Arizona's awesome meteorite crater

Meteor Crater is also called Barringer Crater. It is located about 40 miles (65 km) east of the town of Flagstaff, and has a visitors center and a gift shop and a platform you can walk out, plus you can walk the three miles (4.8 km) all the way around the crater rim.[1]

I’ve been to this one and walked all the way around it. The crater was created about 50,000 years ago, when an asteroid estimated at 150 feet (45 meters) across slammed into the Arizona desert. This was right in the midst of the most recent ice age, which came to an end about 11,700 years ago.[1][6]

At the time the impact occurred, the Colorado Plateau (the physical feature where the meteor hit) was cooler and damper than it is now, more like grasslands than desert, and would have had animals like woolly mammoths, American lions, American cheetahs, saber-tooth cats, and giant ground sloths, although probably not any humans.[7]

The impact is thought to have been the equivalent of 150 times the force of the nuclear weapon dropped on Hiroshima, Japan during World War II. Modern nuclear weapons are much more powerful, although the energy released in this impact was still greater than two modern nuclear bombs.[1]

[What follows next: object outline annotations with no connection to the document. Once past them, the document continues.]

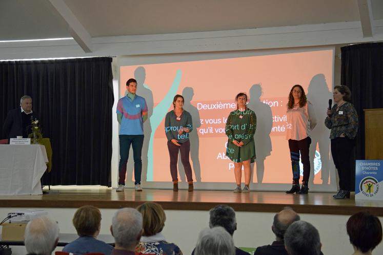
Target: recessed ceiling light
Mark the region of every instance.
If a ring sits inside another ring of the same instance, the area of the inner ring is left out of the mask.
[[[60,40],[72,40],[73,37],[66,38],[48,38],[47,39],[32,39],[30,40],[0,40],[0,42],[16,42],[23,41],[56,41]]]

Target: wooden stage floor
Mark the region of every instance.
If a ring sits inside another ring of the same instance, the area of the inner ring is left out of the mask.
[[[337,200],[333,193],[310,193],[307,195],[284,192],[251,192],[234,194],[231,191],[145,189],[142,192],[126,188],[124,192],[106,187],[60,188],[42,195],[0,196],[0,207],[77,208],[86,204],[100,208],[135,207],[146,201],[154,201],[168,210],[209,210],[226,204],[238,211],[277,212],[290,206],[298,213],[351,215],[368,210],[383,216],[383,201],[357,201],[353,193],[350,199]],[[59,186],[58,186],[59,187]],[[46,189],[44,189],[44,190]]]

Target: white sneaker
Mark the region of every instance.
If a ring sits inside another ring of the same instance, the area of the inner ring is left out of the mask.
[[[143,191],[143,189],[141,187],[141,185],[136,184],[134,185],[134,190],[135,191]]]
[[[116,189],[116,192],[121,192],[124,191],[124,189],[125,188],[125,186],[123,184],[119,184],[118,186],[117,187]]]
[[[249,193],[250,192],[250,188],[247,186],[245,186],[244,189],[242,189],[242,193]]]

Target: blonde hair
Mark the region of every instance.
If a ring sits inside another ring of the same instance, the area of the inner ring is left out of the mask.
[[[143,215],[144,236],[150,237],[162,231],[165,225],[166,216],[159,204],[147,202],[138,206],[137,210]]]
[[[92,237],[99,230],[101,213],[92,205],[84,205],[77,209],[72,221],[80,237]]]

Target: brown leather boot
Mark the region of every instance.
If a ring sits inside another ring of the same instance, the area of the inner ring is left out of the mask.
[[[189,188],[188,188],[188,191],[189,192],[193,192],[193,190],[194,190],[194,187],[193,186],[193,182],[188,182],[189,183]]]
[[[173,182],[173,191],[175,192],[178,191],[178,182]]]

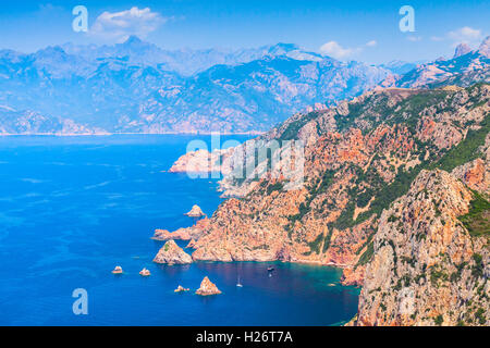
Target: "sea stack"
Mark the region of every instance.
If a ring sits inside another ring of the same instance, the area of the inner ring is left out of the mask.
[[[150,273],[147,269],[143,269],[143,270],[139,272],[139,275],[142,275],[142,276],[150,276],[151,273]]]
[[[203,217],[206,216],[206,214],[203,212],[199,206],[194,204],[193,209],[191,211],[186,212],[184,215],[187,215],[189,217]]]
[[[205,276],[203,282],[200,282],[200,287],[196,290],[196,294],[200,296],[209,296],[221,294],[221,291],[218,289],[215,283],[211,283],[211,281],[209,281],[207,276]]]
[[[186,249],[191,248],[194,249],[196,246],[196,240],[195,239],[191,239],[191,241],[187,244],[187,246],[185,247]]]
[[[122,268],[120,265],[117,265],[113,270],[112,270],[112,274],[122,274]]]
[[[177,288],[175,290],[173,290],[174,293],[183,293],[183,291],[188,291],[188,288],[183,287],[182,285],[179,285]]]
[[[168,240],[163,247],[158,251],[154,259],[156,263],[167,264],[186,264],[192,263],[193,258],[182,250],[173,240]]]

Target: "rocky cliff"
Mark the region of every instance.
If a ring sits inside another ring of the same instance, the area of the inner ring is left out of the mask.
[[[489,209],[454,175],[422,171],[381,214],[356,324],[487,325]]]
[[[489,97],[487,84],[390,88],[291,117],[257,141],[303,140],[304,185],[287,189],[295,177],[273,176],[273,166],[261,171],[270,159],[255,163],[255,177],[230,171],[222,186],[241,198],[218,208],[193,244],[193,259],[332,264],[344,268],[344,284],[362,285],[383,210],[407,194],[421,171],[454,170],[467,186],[488,190],[481,146]]]

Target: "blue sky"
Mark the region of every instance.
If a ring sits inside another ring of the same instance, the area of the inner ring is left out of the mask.
[[[88,10],[88,33],[72,29],[78,4]],[[414,33],[399,28],[405,4],[415,10]],[[167,49],[292,42],[343,60],[417,61],[449,57],[461,41],[476,47],[490,34],[488,0],[2,1],[0,48],[114,44],[136,34]]]

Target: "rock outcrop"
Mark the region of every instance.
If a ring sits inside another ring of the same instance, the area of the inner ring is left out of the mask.
[[[229,191],[243,192],[242,198],[220,204],[196,239],[193,259],[336,265],[345,269],[344,284],[362,285],[381,212],[406,194],[421,170],[439,165],[452,171],[467,161],[467,154],[457,153],[481,152],[489,99],[486,84],[391,88],[293,116],[259,141],[267,146],[299,137],[305,142],[304,185],[290,189],[296,177],[270,172],[258,179],[225,176]],[[467,181],[485,185],[487,176],[475,163]],[[266,166],[258,163],[255,173]]]
[[[191,289],[183,287],[182,285],[179,285],[177,288],[175,290],[173,290],[174,293],[185,293]]]
[[[205,276],[203,282],[200,283],[200,287],[196,290],[196,294],[200,296],[209,296],[219,295],[221,294],[221,291],[213,283],[211,283],[211,281],[209,281],[207,276]]]
[[[140,276],[150,276],[151,273],[150,273],[149,270],[143,269],[142,271],[139,271],[139,275],[140,275]]]
[[[209,219],[203,219],[196,222],[194,226],[179,228],[174,232],[169,232],[167,229],[155,229],[155,234],[151,237],[156,240],[191,240],[199,239],[205,233],[209,225]]]
[[[456,46],[456,49],[454,50],[453,59],[465,55],[466,53],[469,52],[471,52],[471,48],[467,44],[460,44]]]
[[[206,214],[203,212],[203,209],[200,209],[200,207],[197,204],[194,204],[193,208],[188,212],[186,212],[184,215],[187,215],[189,217],[206,216]]]
[[[458,219],[474,199],[444,171],[417,176],[380,217],[355,324],[488,325],[490,225],[471,236]]]
[[[112,274],[122,274],[123,270],[120,265],[117,265],[113,270],[112,270]]]
[[[184,250],[182,250],[182,248],[179,247],[175,241],[169,240],[158,251],[157,256],[154,259],[154,262],[167,264],[186,264],[192,263],[193,258]]]

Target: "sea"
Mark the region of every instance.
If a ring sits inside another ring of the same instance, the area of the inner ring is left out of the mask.
[[[212,215],[222,201],[218,178],[167,172],[196,139],[211,149],[206,135],[0,137],[0,325],[327,326],[351,320],[359,290],[340,285],[336,268],[152,262],[163,244],[150,239],[155,228],[189,226],[184,213],[193,204]],[[122,275],[111,273],[115,265]],[[143,268],[151,276],[142,277]],[[221,295],[194,294],[205,276]],[[175,294],[179,285],[191,291]]]

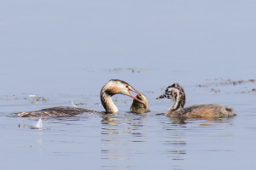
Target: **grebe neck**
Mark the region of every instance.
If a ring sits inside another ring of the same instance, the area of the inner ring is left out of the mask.
[[[168,111],[174,111],[183,108],[186,103],[186,95],[183,88],[173,88],[172,94],[173,105],[168,109]]]

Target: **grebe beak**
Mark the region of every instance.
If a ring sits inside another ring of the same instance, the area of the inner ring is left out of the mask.
[[[133,89],[133,88],[129,88],[129,90],[131,91],[131,92],[135,92],[135,93],[137,93],[137,94],[142,94],[142,93],[140,93],[139,91],[137,91],[136,89]],[[141,102],[141,103],[143,103],[143,104],[145,105],[145,102],[143,102],[143,101],[138,99],[137,97],[133,96],[131,94],[130,94],[129,96],[130,96],[131,98],[132,98],[132,99],[137,100],[138,102]]]
[[[155,99],[163,99],[163,98],[165,98],[164,94],[158,96]]]

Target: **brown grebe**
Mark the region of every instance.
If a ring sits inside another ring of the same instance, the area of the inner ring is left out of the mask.
[[[144,103],[142,103],[137,99],[133,99],[133,102],[130,108],[131,112],[142,114],[150,111],[148,107],[148,102],[145,95],[143,95],[143,94],[138,94],[136,98],[143,101]]]
[[[130,84],[125,81],[119,79],[111,79],[106,83],[101,90],[101,100],[102,104],[106,110],[106,113],[117,113],[118,108],[112,100],[112,96],[117,94],[121,94],[131,97],[138,102],[144,103],[143,101],[137,99],[131,94],[130,91],[140,94]],[[72,116],[85,112],[96,112],[92,110],[78,108],[78,107],[68,107],[68,106],[58,106],[52,108],[42,109],[35,111],[26,111],[17,113],[18,116],[22,117],[39,117],[39,116]]]
[[[172,99],[174,102],[166,113],[166,116],[170,117],[199,118],[236,116],[232,108],[218,104],[195,105],[184,108],[186,95],[183,88],[178,83],[168,86],[164,94],[156,99],[162,98]]]

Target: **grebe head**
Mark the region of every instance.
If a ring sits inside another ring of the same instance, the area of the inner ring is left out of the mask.
[[[183,107],[186,102],[186,95],[183,87],[178,83],[173,83],[168,86],[163,94],[156,98],[156,99],[167,98],[172,99],[174,102],[178,101],[179,106]]]
[[[130,91],[135,92],[137,94],[141,94],[141,93],[137,91],[130,84],[128,84],[126,82],[122,81],[122,80],[119,80],[119,79],[109,80],[109,82],[102,88],[102,91],[105,91],[105,93],[110,96],[113,96],[117,94],[121,94],[124,95],[130,96],[131,98],[132,98],[141,103],[144,103],[143,101],[142,101],[139,99],[133,96],[130,93]]]

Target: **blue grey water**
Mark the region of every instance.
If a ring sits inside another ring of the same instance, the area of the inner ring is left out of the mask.
[[[1,168],[255,169],[255,8],[249,0],[1,1]],[[26,125],[38,118],[10,116],[72,101],[103,111],[99,92],[112,78],[145,94],[151,111],[129,113],[132,99],[116,95],[116,115],[43,118],[38,130]],[[155,98],[173,82],[187,105],[218,103],[237,116],[159,115],[172,102]]]

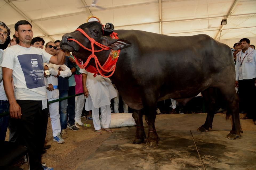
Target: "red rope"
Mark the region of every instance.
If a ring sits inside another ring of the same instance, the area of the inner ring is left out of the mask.
[[[79,62],[78,61],[77,61],[77,59],[75,57],[75,56],[74,56],[74,58],[75,58],[75,62],[77,64],[77,65],[78,66],[78,67],[81,69],[84,69],[88,65],[88,64],[89,63],[89,62],[90,62],[91,59],[92,58],[94,58],[94,61],[95,62],[95,65],[96,66],[96,68],[97,69],[97,70],[98,71],[98,72],[101,76],[104,77],[109,77],[113,75],[113,74],[114,74],[114,72],[115,72],[115,65],[114,65],[114,66],[113,67],[113,68],[109,70],[107,70],[105,69],[104,69],[101,66],[100,63],[99,63],[99,60],[98,60],[98,58],[97,57],[95,54],[94,54],[94,52],[99,52],[103,50],[108,50],[110,49],[110,48],[108,46],[104,45],[103,44],[101,44],[97,41],[95,41],[94,39],[90,37],[88,35],[87,35],[87,34],[86,34],[83,31],[83,30],[81,28],[78,28],[77,29],[76,29],[76,31],[79,31],[81,33],[83,34],[83,35],[85,36],[86,38],[88,39],[89,40],[89,41],[91,42],[91,49],[87,48],[86,48],[82,44],[80,43],[80,42],[79,42],[78,41],[74,39],[71,38],[69,38],[67,39],[68,40],[73,41],[75,42],[78,44],[81,47],[82,47],[84,49],[88,50],[89,51],[91,51],[92,52],[92,54],[89,56],[89,57],[88,57],[88,58],[87,59],[87,60],[86,60],[86,61],[82,65],[81,65],[80,64],[80,63],[79,63]],[[93,45],[94,44],[95,44],[98,47],[100,48],[102,48],[102,49],[99,50],[94,50],[94,46]],[[102,74],[102,73],[101,71],[100,70],[99,68],[99,67],[101,68],[101,69],[102,70],[105,72],[106,72],[107,73],[109,73],[111,71],[112,71],[112,72],[110,75],[108,76],[105,76]]]

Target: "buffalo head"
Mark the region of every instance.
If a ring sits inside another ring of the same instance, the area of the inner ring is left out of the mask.
[[[107,23],[105,27],[106,28],[103,27],[98,22],[93,21],[83,24],[78,28],[82,29],[95,41],[114,50],[121,49],[130,45],[131,42],[128,41],[113,39],[110,37],[109,35],[114,31],[113,24]],[[91,52],[85,49],[75,42],[68,40],[69,39],[75,40],[89,49],[91,49],[91,42],[81,33],[76,31],[64,35],[60,44],[61,47],[64,50],[71,52],[76,57],[83,60],[86,60]],[[94,45],[94,48],[95,50],[101,49],[96,45]],[[98,58],[101,57],[98,55],[97,56]]]

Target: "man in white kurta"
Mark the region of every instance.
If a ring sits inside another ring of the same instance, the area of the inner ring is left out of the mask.
[[[109,128],[111,119],[110,101],[117,94],[110,79],[100,75],[94,77],[93,73],[87,72],[85,69],[81,69],[80,73],[82,73],[85,95],[87,97],[85,108],[87,111],[92,110],[93,121],[96,134],[102,134],[99,116],[100,107],[102,130],[109,133],[113,132]]]

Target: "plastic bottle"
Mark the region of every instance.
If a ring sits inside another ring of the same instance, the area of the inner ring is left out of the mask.
[[[91,124],[87,124],[86,123],[85,123],[83,125],[85,127],[87,127],[87,128],[90,128],[91,127]]]

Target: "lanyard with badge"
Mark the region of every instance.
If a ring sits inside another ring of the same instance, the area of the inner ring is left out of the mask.
[[[241,73],[242,72],[242,63],[243,63],[243,62],[244,60],[245,60],[245,57],[246,57],[246,55],[247,55],[247,54],[248,54],[248,52],[246,52],[246,54],[245,54],[245,56],[243,57],[243,60],[242,60],[242,62],[241,61],[241,57],[242,55],[240,56],[240,58],[239,59],[239,60],[240,60],[240,62],[241,62],[241,64],[240,64],[240,66],[239,67],[239,73]]]

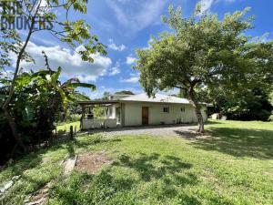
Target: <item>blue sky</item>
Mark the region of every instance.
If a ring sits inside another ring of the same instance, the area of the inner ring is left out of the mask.
[[[170,4],[180,5],[183,15],[189,16],[195,0],[90,0],[87,14],[79,15],[70,13],[73,18],[84,18],[91,25],[91,33],[108,46],[107,56],[95,56],[95,64],[80,62],[76,55],[66,45],[46,34],[37,34],[31,39],[28,51],[34,56],[36,66],[44,64],[41,50],[49,56],[52,67],[61,66],[63,79],[77,77],[81,80],[94,83],[97,90],[90,92],[81,89],[92,98],[99,97],[105,91],[132,90],[142,92],[138,74],[132,69],[136,48],[147,46],[152,36],[167,29],[160,16],[167,14]],[[254,29],[248,32],[254,36],[268,33],[273,38],[273,1],[271,0],[202,0],[203,10],[217,13],[222,18],[225,13],[232,13],[250,6],[249,15],[254,15]],[[58,14],[61,16],[61,14]],[[21,32],[23,37],[25,34]],[[23,63],[23,67],[29,67]],[[169,91],[173,92],[173,91]]]

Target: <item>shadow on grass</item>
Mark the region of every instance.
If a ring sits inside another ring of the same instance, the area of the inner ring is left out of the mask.
[[[273,130],[211,128],[212,138],[192,142],[205,150],[217,150],[235,157],[273,159]]]
[[[153,181],[159,179],[161,184],[162,197],[173,198],[178,195],[176,188],[185,187],[187,184],[195,185],[197,182],[196,175],[187,172],[192,165],[183,162],[181,159],[174,156],[160,157],[157,153],[147,155],[140,153],[138,158],[131,158],[122,155],[118,161],[113,163],[114,166],[129,168],[136,171],[141,180],[137,183]],[[194,200],[194,199],[193,199]],[[196,203],[198,201],[196,200]]]
[[[96,175],[74,172],[67,180],[53,187],[50,197],[62,204],[84,204],[85,201],[89,204],[139,204],[145,202],[146,198],[152,199],[154,203],[167,204],[178,198],[183,204],[201,204],[195,196],[181,191],[187,185],[196,185],[197,178],[188,171],[192,165],[179,158],[158,153],[140,153],[136,157],[123,154],[112,166]],[[115,174],[113,168],[130,169],[134,172],[124,169],[126,173],[119,176]]]

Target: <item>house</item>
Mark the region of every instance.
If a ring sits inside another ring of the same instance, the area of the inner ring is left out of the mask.
[[[146,93],[112,95],[107,100],[81,101],[79,104],[83,108],[83,129],[197,121],[195,109],[189,100],[161,94],[156,94],[155,97],[148,97]],[[86,118],[86,108],[92,108],[94,105],[106,107],[105,119]],[[201,112],[206,121],[207,104],[202,104]]]

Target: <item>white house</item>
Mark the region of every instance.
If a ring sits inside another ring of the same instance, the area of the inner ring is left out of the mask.
[[[186,98],[157,94],[148,97],[147,94],[113,95],[108,100],[81,101],[83,108],[82,128],[116,128],[116,126],[142,126],[181,124],[197,122],[195,110]],[[87,107],[103,105],[106,119],[86,118]],[[204,120],[207,120],[207,105],[201,108]]]

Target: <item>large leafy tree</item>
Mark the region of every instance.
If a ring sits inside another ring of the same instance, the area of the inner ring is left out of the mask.
[[[86,13],[87,0],[23,0],[20,6],[16,1],[1,1],[1,38],[0,38],[0,69],[12,68],[12,80],[5,95],[1,97],[1,110],[8,118],[13,135],[21,141],[20,133],[12,116],[12,98],[15,93],[16,80],[19,76],[22,60],[31,61],[26,48],[32,36],[38,32],[47,32],[60,42],[66,43],[72,49],[81,46],[81,49],[75,49],[84,61],[93,62],[92,54],[106,54],[105,46],[98,42],[97,37],[90,33],[90,26],[83,19],[76,19],[71,10],[81,14]],[[56,13],[62,14],[56,15]],[[76,19],[76,20],[75,20]],[[21,39],[18,28],[14,26],[16,21],[24,21],[26,36]],[[16,56],[15,66],[12,67],[11,55]]]
[[[170,6],[169,17],[163,16],[163,21],[172,30],[153,38],[148,49],[136,51],[135,68],[141,72],[140,83],[149,96],[167,88],[183,90],[195,108],[197,131],[204,132],[197,89],[219,85],[240,89],[261,79],[272,82],[273,44],[246,36],[252,27],[252,17],[245,17],[248,9],[219,20],[217,15],[200,14],[199,8],[183,18],[181,8]]]

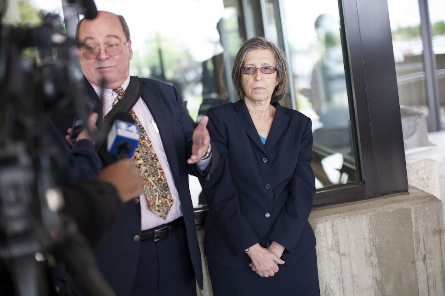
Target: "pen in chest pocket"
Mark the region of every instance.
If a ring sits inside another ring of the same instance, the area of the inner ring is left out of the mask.
[[[159,134],[159,130],[158,129],[158,126],[156,125],[156,123],[154,122],[154,120],[152,119],[150,121],[150,123],[151,123],[151,125],[153,126],[153,128],[154,128],[154,130],[156,131],[156,132]]]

Another way to view the force of the impact that created Meteor Crater is that it is the equivalent to the amount of energy released in a 7.3 earthquake – although rather than being released deep in the ground over a minute or more, as in an earthquake, it was an instantaneous explosion on the surface.[8]

It was a man named Daniel Barringer who first suggested the crater was caused by an asteroid striking the Earth, and not volcanic activity as had previously been supposed. This original guess, that it was a volcano, was not bad because known volcanoes exist in Arizona near Flagstaff, one of which erupted less than 1,000 years ago.[1]

The impact crater hypothesis was proven to be correct in 1960 by Eugene Shoemaker, who discovered rocks in the crater that cannot be created through volcanic actions, but only under the enormous pressure of an asteroid striking the Earth.[1]

The present day crater is about 4,000 feet (1,200 meters) across and 600 feet (180 meters) deep from the rim, and the rim stands about 150 feet (45 meters) above the surrounding desert landscape. The crater is often said to be the very best-preserved of any impact crater on Earth, with few on Earth, of about 170 known, comparing.[1]